So back to Rurre… And it seemed like a city after the quiet of the jungle. We’d gotten pretty used to the lifestyle out there. I had really enjoyed falling asleep exhausted every night under a mosquito net to the sound of insects. Waking with the sun. Rurrenabaque was a chaos of careening motorbikes and dust and noise- noise of shop radios, noise of drunken bars and truck horns.
We found a cheap hotel, only $4 each a night and I settled straight in with the laptop. In terms of crafting the final record I had so far been cleaning up and editing the recordings. One skill that I gained from this experience was learning how to use noise reduction filters etc. Quite a good skill to have I reckon- got to the stage where I can now isolate a single insect or bird out of a soundfield full of river noise and wind and lots of other insects etc. I was pleased with that. Obviously this wouldn’t normally be my style- I’m a big fan of extraneous noise- but I thought for this project I should try and be as hi-fi and clear as possible.
So now I set about trying to work the recordings I’d selected into some sort of cohesive and interesting flow. I wanted it to have a sense of narrative, to capture over 35 mins what its like to visit the San Miguel del Bala world. I also wanted it to work as an interesting and engaging composition. There was one track in particular that I made especially for myself however- myself and other noise/drone fans.
At dusk the place would come alive with cicada and cricket sounds. These resonated at such a frequency that they produced virtual sine waves that sounded as much like microphonic feedback as anything. So I made one piece using all my isolated insects and various effects to create the dusk from hell. A huge immersive wall of menacing noise that x-fades into the real thing- a straight field recording of dusk insects. This is the piece that took the longest, days of work, and also the one that I suspect that the actual local folk like the least, but for me it represents the sheer spine tingling bliss that these dusk sounds induced in me.
The other tracks are filmic. A journey up the river, a trip to the village, a day and night in the jungle. These are interspersed with flute and drum pieces played by the locals, and one played by me.

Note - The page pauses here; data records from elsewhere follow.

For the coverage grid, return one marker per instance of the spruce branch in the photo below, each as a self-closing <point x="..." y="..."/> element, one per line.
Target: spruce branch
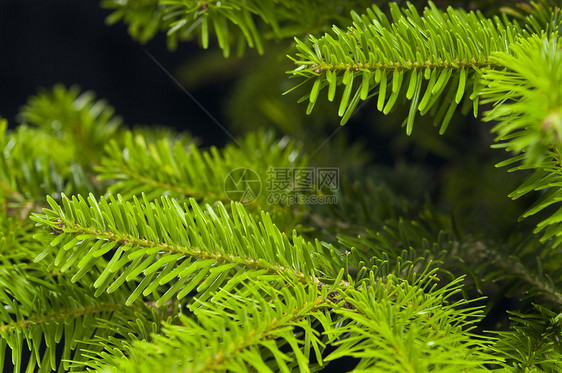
<point x="434" y="60"/>
<point x="165" y="242"/>
<point x="528" y="112"/>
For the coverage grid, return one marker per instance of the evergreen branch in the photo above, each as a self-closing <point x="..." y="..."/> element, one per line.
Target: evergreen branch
<point x="533" y="344"/>
<point x="225" y="334"/>
<point x="538" y="16"/>
<point x="409" y="330"/>
<point x="51" y="315"/>
<point x="163" y="168"/>
<point x="163" y="242"/>
<point x="528" y="109"/>
<point x="247" y="22"/>
<point x="445" y="52"/>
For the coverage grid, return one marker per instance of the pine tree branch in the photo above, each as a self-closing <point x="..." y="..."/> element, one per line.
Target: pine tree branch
<point x="443" y="51"/>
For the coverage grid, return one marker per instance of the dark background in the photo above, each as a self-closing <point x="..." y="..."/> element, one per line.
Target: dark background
<point x="63" y="41"/>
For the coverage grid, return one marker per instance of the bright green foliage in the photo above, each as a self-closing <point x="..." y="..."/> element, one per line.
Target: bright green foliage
<point x="125" y="249"/>
<point x="433" y="60"/>
<point x="169" y="167"/>
<point x="528" y="109"/>
<point x="535" y="342"/>
<point x="245" y="22"/>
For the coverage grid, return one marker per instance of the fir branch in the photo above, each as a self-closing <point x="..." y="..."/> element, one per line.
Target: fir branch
<point x="528" y="109"/>
<point x="443" y="51"/>
<point x="166" y="168"/>
<point x="163" y="242"/>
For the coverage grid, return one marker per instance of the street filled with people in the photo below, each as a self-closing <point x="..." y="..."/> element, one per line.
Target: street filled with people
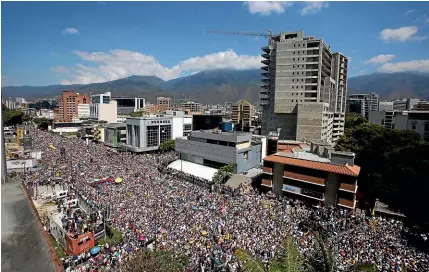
<point x="184" y="217"/>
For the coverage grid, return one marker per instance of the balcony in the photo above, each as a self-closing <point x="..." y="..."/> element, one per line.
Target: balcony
<point x="267" y="183"/>
<point x="266" y="62"/>
<point x="347" y="203"/>
<point x="268" y="170"/>
<point x="304" y="178"/>
<point x="348" y="187"/>
<point x="266" y="49"/>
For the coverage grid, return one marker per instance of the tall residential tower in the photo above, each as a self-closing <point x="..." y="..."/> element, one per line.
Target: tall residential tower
<point x="303" y="88"/>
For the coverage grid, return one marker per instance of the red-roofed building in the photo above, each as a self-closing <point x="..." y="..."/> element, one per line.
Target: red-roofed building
<point x="330" y="179"/>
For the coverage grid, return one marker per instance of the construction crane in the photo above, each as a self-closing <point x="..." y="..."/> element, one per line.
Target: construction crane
<point x="269" y="35"/>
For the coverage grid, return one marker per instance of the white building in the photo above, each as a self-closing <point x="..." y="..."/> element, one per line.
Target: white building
<point x="147" y="133"/>
<point x="83" y="110"/>
<point x="104" y="112"/>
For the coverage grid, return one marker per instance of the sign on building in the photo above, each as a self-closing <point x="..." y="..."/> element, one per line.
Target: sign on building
<point x="291" y="188"/>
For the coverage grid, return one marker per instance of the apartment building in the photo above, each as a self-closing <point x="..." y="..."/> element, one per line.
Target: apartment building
<point x="303" y="87"/>
<point x="163" y="103"/>
<point x="68" y="105"/>
<point x="415" y="120"/>
<point x="362" y="104"/>
<point x="242" y="113"/>
<point x="191" y="106"/>
<point x="320" y="175"/>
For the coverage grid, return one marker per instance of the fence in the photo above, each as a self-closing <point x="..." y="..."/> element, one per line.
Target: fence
<point x="46" y="235"/>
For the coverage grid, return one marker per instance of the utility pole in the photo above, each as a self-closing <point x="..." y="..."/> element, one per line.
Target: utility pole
<point x="3" y="156"/>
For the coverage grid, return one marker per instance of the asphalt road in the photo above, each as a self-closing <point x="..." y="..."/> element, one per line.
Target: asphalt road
<point x="23" y="247"/>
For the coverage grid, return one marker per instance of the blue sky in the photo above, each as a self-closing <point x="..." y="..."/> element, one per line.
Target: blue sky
<point x="47" y="43"/>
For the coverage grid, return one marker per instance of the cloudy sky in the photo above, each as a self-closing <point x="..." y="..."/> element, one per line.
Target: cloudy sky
<point x="48" y="43"/>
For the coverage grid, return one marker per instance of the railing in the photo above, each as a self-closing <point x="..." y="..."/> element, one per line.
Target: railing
<point x="267" y="182"/>
<point x="305" y="178"/>
<point x="346" y="202"/>
<point x="348" y="187"/>
<point x="268" y="170"/>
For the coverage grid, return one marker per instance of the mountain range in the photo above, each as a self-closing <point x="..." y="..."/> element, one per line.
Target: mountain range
<point x="219" y="86"/>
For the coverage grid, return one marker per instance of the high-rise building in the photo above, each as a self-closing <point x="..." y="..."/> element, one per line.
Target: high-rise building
<point x="303" y="87"/>
<point x="368" y="102"/>
<point x="163" y="103"/>
<point x="68" y="105"/>
<point x="242" y="112"/>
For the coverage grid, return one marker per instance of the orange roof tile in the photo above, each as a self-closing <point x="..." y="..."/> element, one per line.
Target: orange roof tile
<point x="323" y="166"/>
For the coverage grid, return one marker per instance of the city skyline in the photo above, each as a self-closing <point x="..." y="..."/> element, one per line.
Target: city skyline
<point x="88" y="42"/>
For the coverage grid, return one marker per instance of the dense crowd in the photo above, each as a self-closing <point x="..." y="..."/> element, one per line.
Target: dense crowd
<point x="208" y="227"/>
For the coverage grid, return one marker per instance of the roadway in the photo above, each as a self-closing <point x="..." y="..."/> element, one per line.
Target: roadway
<point x="23" y="245"/>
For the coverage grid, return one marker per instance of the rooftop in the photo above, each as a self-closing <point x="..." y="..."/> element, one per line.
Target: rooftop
<point x="311" y="164"/>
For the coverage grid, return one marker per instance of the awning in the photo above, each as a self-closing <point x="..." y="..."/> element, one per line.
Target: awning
<point x="194" y="169"/>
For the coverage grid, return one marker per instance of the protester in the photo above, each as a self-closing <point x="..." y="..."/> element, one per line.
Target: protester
<point x="206" y="226"/>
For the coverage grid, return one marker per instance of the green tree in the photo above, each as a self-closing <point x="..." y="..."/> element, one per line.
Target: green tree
<point x="11" y="117"/>
<point x="167" y="146"/>
<point x="394" y="166"/>
<point x="156" y="261"/>
<point x="222" y="174"/>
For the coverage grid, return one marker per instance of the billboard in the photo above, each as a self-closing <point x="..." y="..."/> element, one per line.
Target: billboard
<point x="18" y="164"/>
<point x="291" y="188"/>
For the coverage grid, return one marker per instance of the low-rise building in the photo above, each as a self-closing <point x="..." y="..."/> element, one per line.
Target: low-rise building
<point x="214" y="148"/>
<point x="148" y="132"/>
<point x="320" y="175"/>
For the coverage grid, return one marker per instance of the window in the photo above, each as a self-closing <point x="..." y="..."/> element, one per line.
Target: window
<point x="152" y="133"/>
<point x="165" y="133"/>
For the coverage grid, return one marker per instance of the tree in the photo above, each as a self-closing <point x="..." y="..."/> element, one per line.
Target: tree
<point x="222" y="174"/>
<point x="167" y="146"/>
<point x="394" y="166"/>
<point x="156" y="261"/>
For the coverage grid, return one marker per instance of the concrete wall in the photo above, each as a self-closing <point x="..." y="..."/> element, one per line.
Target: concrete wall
<point x="253" y="158"/>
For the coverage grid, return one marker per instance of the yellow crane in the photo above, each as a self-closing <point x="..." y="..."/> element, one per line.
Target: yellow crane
<point x="268" y="35"/>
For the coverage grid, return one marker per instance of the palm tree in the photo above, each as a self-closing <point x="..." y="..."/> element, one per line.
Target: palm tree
<point x="292" y="260"/>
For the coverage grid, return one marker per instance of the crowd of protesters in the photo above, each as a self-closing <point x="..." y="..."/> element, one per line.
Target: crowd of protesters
<point x="205" y="226"/>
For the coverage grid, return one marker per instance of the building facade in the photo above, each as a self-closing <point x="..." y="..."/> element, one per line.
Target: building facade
<point x="191" y="106"/>
<point x="215" y="149"/>
<point x="300" y="88"/>
<point x="115" y="134"/>
<point x="242" y="113"/>
<point x="320" y="176"/>
<point x="104" y="112"/>
<point x="415" y="120"/>
<point x="127" y="105"/>
<point x="147" y="133"/>
<point x="68" y="105"/>
<point x="362" y="104"/>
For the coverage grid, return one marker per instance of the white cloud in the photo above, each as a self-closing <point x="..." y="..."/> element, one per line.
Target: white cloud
<point x="400" y="34"/>
<point x="313" y="7"/>
<point x="413" y="65"/>
<point x="380" y="59"/>
<point x="70" y="30"/>
<point x="121" y="63"/>
<point x="60" y="70"/>
<point x="409" y="11"/>
<point x="266" y="7"/>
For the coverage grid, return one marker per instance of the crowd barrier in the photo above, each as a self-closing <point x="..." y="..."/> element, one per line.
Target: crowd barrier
<point x="46" y="235"/>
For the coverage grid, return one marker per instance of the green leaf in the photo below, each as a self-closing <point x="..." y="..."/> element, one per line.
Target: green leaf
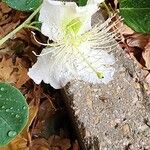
<point x="23" y="5"/>
<point x="136" y="14"/>
<point x="14" y="113"/>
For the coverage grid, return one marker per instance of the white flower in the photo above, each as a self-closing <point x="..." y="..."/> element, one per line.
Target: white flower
<point x="79" y="51"/>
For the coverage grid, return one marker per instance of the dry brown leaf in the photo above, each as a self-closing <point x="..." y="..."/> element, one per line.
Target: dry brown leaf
<point x="146" y="55"/>
<point x="19" y="143"/>
<point x="13" y="73"/>
<point x="6" y="71"/>
<point x="4" y="8"/>
<point x="40" y="144"/>
<point x="56" y="141"/>
<point x="33" y="109"/>
<point x="22" y="73"/>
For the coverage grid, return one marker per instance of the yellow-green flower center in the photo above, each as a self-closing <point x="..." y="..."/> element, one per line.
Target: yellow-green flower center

I had been working 9-10 hour days in our hotel for 5 or 6 days- Sara going slowly mad with boredom, and both us broiling in the muggy tropical heat (and getting virtually no sleep due to a spectacularly noisy nightclub – named ¨Bananas¨(!) – over the road), when I got a visit from the manager of the San Miguel office and project. He wanted the laptop back. Yikes! I hadn’t been told it was his personal laptop. I knew I still had at least a few days work left and so we eventually negotiated a situation whereby I would work in the office from then on. To be honest this probably meant I got less done each day (what with the various distractions there (answering phone calls and emails when English was needed etc) but at least they got some idea of the amount of work I was actually putting in, the amount of time something like this takes.

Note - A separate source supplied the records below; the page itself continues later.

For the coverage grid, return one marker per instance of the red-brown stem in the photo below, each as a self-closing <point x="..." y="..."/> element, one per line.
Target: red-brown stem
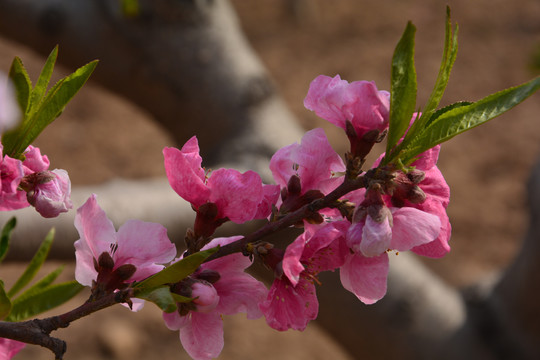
<point x="38" y="331"/>
<point x="292" y="218"/>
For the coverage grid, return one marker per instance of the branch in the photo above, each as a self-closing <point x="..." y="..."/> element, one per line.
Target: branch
<point x="38" y="331"/>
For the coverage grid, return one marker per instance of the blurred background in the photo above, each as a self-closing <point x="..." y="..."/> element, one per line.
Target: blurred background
<point x="101" y="136"/>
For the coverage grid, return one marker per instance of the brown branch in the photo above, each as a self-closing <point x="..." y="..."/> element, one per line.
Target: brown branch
<point x="292" y="218"/>
<point x="37" y="331"/>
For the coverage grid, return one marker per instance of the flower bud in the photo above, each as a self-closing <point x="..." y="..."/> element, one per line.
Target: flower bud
<point x="206" y="297"/>
<point x="50" y="192"/>
<point x="209" y="275"/>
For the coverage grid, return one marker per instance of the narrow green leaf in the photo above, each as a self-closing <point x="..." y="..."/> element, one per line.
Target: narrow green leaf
<point x="403" y="87"/>
<point x="160" y="296"/>
<point x="449" y="57"/>
<point x="43" y="283"/>
<point x="5" y="303"/>
<point x="40" y="89"/>
<point x="35" y="264"/>
<point x="16" y="141"/>
<point x="45" y="299"/>
<point x="177" y="271"/>
<point x="21" y="81"/>
<point x="5" y="237"/>
<point x="462" y="118"/>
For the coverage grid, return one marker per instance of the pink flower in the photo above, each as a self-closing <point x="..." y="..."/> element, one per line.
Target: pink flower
<point x="142" y="245"/>
<point x="359" y="102"/>
<point x="10" y="113"/>
<point x="51" y="196"/>
<point x="422" y="227"/>
<point x="11" y="174"/>
<point x="437" y="197"/>
<point x="292" y="300"/>
<point x="9" y="348"/>
<point x="240" y="197"/>
<point x="28" y="182"/>
<point x="201" y="328"/>
<point x="313" y="160"/>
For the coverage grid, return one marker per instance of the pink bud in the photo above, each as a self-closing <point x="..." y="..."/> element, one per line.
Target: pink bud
<point x="205" y="295"/>
<point x="52" y="197"/>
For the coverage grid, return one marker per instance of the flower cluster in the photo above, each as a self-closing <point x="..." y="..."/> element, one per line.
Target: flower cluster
<point x="29" y="181"/>
<point x="390" y="210"/>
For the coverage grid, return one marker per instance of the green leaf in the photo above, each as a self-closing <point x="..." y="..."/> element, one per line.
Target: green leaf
<point x="35" y="264"/>
<point x="465" y="117"/>
<point x="160" y="296"/>
<point x="40" y="89"/>
<point x="44" y="282"/>
<point x="449" y="57"/>
<point x="403" y="87"/>
<point x="5" y="237"/>
<point x="16" y="141"/>
<point x="176" y="272"/>
<point x="21" y="81"/>
<point x="5" y="303"/>
<point x="44" y="299"/>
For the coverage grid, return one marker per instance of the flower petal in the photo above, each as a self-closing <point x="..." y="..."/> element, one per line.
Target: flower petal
<point x="97" y="234"/>
<point x="289" y="307"/>
<point x="376" y="237"/>
<point x="143" y="244"/>
<point x="237" y="195"/>
<point x="202" y="337"/>
<point x="185" y="174"/>
<point x="413" y="227"/>
<point x="365" y="276"/>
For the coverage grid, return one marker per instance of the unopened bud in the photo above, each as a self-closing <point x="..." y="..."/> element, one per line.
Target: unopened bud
<point x="105" y="261"/>
<point x="209" y="275"/>
<point x="416" y="176"/>
<point x="124" y="272"/>
<point x="294" y="186"/>
<point x="206" y="296"/>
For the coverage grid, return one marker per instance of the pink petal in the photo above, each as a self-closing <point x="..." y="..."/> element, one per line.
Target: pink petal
<point x="439" y="247"/>
<point x="326" y="249"/>
<point x="282" y="166"/>
<point x="365" y="276"/>
<point x="240" y="293"/>
<point x="97" y="234"/>
<point x="34" y="161"/>
<point x="413" y="227"/>
<point x="270" y="197"/>
<point x="144" y="245"/>
<point x="354" y="236"/>
<point x="236" y="195"/>
<point x="317" y="160"/>
<point x="292" y="268"/>
<point x="367" y="108"/>
<point x="326" y="98"/>
<point x="289" y="307"/>
<point x="376" y="237"/>
<point x="53" y="197"/>
<point x="427" y="159"/>
<point x="185" y="173"/>
<point x="202" y="337"/>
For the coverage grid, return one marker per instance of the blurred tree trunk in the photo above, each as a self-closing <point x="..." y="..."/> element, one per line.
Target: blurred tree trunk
<point x="188" y="64"/>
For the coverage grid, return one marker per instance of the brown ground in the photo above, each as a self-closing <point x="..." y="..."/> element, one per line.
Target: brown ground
<point x="486" y="168"/>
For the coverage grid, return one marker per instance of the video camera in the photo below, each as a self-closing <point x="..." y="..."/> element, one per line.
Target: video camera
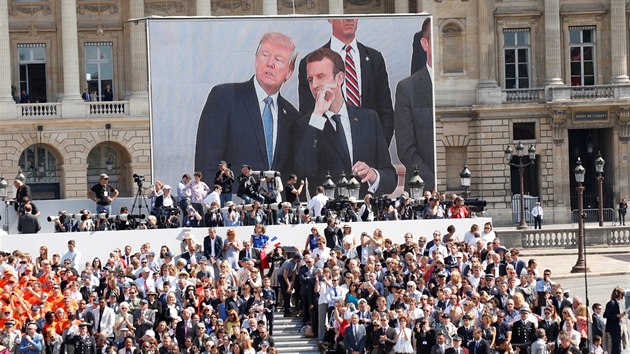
<point x="265" y="174"/>
<point x="138" y="179"/>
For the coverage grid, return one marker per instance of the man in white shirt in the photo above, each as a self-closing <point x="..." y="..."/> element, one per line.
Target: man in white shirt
<point x="318" y="202"/>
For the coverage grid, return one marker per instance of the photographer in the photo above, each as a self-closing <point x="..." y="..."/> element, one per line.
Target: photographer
<point x="22" y="191"/>
<point x="63" y="223"/>
<point x="366" y="213"/>
<point x="225" y="178"/>
<point x="103" y="194"/>
<point x="213" y="217"/>
<point x="248" y="186"/>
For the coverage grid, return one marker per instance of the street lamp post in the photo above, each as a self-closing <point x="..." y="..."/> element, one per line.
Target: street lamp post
<point x="464" y="177"/>
<point x="580" y="265"/>
<point x="599" y="168"/>
<point x="520" y="148"/>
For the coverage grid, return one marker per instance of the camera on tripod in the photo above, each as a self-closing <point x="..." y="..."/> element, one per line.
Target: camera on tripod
<point x="138" y="179"/>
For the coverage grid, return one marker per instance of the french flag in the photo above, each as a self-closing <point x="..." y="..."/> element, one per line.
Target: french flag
<point x="275" y="242"/>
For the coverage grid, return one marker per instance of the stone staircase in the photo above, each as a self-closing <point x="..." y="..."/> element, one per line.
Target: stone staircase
<point x="289" y="339"/>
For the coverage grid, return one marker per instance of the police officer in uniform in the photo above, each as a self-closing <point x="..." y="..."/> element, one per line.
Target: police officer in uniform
<point x="83" y="342"/>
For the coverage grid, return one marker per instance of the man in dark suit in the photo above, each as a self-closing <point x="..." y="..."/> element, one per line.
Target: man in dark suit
<point x="340" y="137"/>
<point x="523" y="332"/>
<point x="213" y="249"/>
<point x="307" y="278"/>
<point x="186" y="328"/>
<point x="613" y="315"/>
<point x="250" y="122"/>
<point x="413" y="118"/>
<point x="478" y="345"/>
<point x="354" y="337"/>
<point x="384" y="338"/>
<point x="373" y="83"/>
<point x="249" y="252"/>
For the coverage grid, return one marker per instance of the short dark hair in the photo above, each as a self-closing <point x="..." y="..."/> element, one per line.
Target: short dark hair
<point x="322" y="53"/>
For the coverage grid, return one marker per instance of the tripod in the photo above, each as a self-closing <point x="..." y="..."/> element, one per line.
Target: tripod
<point x="143" y="202"/>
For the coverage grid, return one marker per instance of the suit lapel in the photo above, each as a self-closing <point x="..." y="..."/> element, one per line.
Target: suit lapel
<point x="250" y="102"/>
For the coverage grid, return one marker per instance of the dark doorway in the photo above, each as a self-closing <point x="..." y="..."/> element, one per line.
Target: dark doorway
<point x="33" y="81"/>
<point x="586" y="144"/>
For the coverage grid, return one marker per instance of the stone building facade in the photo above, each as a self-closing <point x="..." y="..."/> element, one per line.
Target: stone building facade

Sara came down each day and did some English tutoring for one of the guides. She was pleased to have something to do. Rurre’ isn’t a big town and there’s not a hell of a lot to do there.

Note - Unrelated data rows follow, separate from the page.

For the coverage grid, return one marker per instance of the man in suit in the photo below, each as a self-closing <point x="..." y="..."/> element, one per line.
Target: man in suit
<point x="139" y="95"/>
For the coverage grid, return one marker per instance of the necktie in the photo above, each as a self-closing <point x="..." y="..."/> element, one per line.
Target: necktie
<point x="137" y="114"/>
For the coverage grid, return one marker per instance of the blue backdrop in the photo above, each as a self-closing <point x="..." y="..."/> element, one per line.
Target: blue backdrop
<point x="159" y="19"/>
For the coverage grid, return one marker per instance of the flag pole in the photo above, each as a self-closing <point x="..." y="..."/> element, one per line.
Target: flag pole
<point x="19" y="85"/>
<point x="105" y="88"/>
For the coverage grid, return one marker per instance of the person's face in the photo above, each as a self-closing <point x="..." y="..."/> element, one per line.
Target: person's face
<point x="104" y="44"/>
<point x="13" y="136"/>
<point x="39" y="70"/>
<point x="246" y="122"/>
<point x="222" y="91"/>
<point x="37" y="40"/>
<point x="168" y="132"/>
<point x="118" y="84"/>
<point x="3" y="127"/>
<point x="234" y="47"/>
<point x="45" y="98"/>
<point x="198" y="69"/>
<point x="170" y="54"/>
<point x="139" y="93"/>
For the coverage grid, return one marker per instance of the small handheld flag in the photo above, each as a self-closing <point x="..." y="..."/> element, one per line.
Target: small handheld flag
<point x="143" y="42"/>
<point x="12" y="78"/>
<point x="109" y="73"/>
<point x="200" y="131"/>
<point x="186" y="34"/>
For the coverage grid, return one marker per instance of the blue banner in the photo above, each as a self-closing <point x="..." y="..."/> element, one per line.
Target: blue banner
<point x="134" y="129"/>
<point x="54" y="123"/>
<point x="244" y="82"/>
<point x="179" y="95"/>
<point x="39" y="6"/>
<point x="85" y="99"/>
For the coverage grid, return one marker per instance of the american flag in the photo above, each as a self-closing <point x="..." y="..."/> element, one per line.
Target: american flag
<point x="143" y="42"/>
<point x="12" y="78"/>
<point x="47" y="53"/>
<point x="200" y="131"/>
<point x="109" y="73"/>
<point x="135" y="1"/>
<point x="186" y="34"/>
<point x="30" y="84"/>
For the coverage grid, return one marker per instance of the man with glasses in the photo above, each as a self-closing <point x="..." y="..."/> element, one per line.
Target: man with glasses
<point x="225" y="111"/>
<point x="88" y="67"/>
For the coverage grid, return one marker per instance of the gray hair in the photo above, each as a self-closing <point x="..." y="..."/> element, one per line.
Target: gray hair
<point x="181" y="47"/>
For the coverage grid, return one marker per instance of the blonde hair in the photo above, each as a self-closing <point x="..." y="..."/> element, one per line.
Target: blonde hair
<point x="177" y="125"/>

Eric had suggested another project to follow on from this one, a project that I was even more excited about but I think it was just as well for Sara that it fell through. Erics grandfather is an 80 year old shaman who lives 6 hours from Rurre by motorbike. Eric was keen that we go up to visit him and another shaman to record their traditional music. This music is an integral part of their magical tradition and each shaman specialises in a particular magical instrument. For Erics grandfather this is bone flutes that he has made from various animals. The other shaman utilises ‘violins’ that he makes from sacred animal parts and wood. Eric was keen to do this as he has already written a short book covering the history of these traditions and saw this as an opportunity to get at least some of it published, albeit in the form of liner notes. I was very excited by the idea as well, even by the part of simply riding a motorbike 6 hours into the jungle, but the project fell through when his grandfather decided that it would be inappropriate for their traditions to be recorded, let alone inscribed onto CDs to be distributed around the world. Can’t really complain about his reasoning- for them the magic they work with is entirely of and about the place where it occurs- but it is sad somehow that this music/tradition will disappear from history without leaving a tangible trace, and probably very soon.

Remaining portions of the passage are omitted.